Oracle yeets 30,000 employees out the door only to welcome a new CFO with a $29.7 million package. Reddit is losing its mind over corporate greed.

Sup fellow code monkeys and terminal junkies. Taking a break from compiling or just hiding from your PM? Grab a coffee, because the tech drama machine just dispensed an absolute banger. We're talking about a tech giant whose DBs most of us have suffered through at some point: Oracle.
So Oracle just pulled the most unhinged corporate move in recent memory. They unceremoniously yeeted 30,000 employees out the door. The PR excuse? The usual bullshit bingo: "restructuring," "optimizing operational costs," and "navigating economic headwinds."

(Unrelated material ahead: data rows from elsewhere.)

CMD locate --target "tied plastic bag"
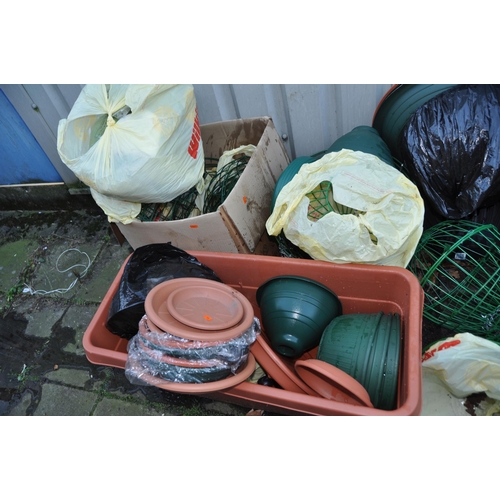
[422,333,500,399]
[399,85,500,219]
[266,149,424,267]
[57,85,204,224]
[106,243,222,339]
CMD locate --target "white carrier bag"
[57,84,204,224]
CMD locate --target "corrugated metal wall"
[0,84,391,184]
[194,84,391,159]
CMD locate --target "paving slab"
[34,384,99,417]
[29,241,104,299]
[16,296,67,339]
[74,243,133,304]
[61,304,99,357]
[45,368,92,389]
[0,240,38,294]
[93,398,167,417]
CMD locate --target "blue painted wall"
[0,90,62,185]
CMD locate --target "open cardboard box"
[83,251,424,416]
[111,117,290,253]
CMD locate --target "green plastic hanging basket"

But here is the spicy part. Right after sending 30,000 people to the shadow realm (aka the unemployment line), the company rolls out the red carpet for their brand-new CFO, Hilary Maxson. Her welcome gift? A modest, totally reasonable... $29.7 million compensation package.

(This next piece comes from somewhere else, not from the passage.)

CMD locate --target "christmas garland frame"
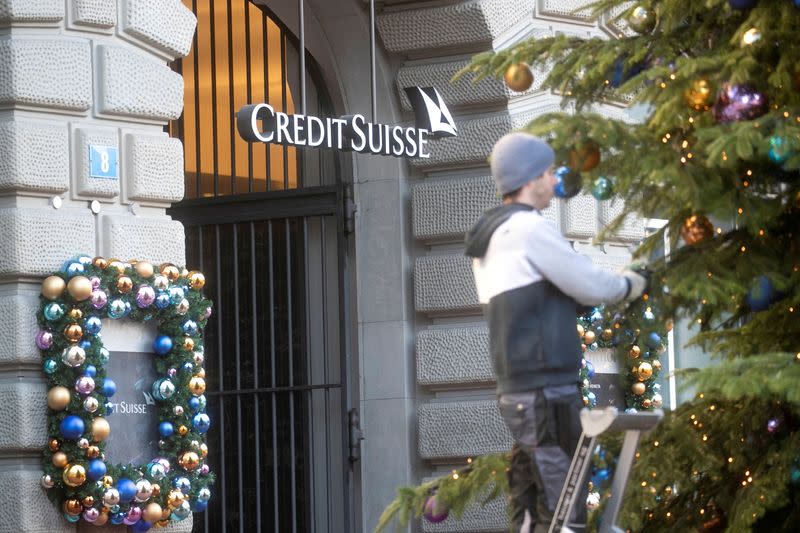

Yeah, you read that right. Almost 30 big ones for a single C-suite suit while 30k devs, QA, and support staff are panic-updating their LinkedIn status to "Open to Work." They preach austerity to the masses but write blank checks for the executives.
The thread over at r/recruitinghell is pure gold, perfectly blending existential dread with elite internet sarcasm.
First up, the visual roast from Resident_Cable4946 and 1970s_MonkeyKing. In the news article, the new CFO is posing while making a hand-heart sign. One user immediately pointed out, "She shows a heart sign to remind herself that she has no soul." Another chimed in saying her awkwardly bent fingers prove she doesn't even know what a real heart looks like. Emotional damage: over 9000.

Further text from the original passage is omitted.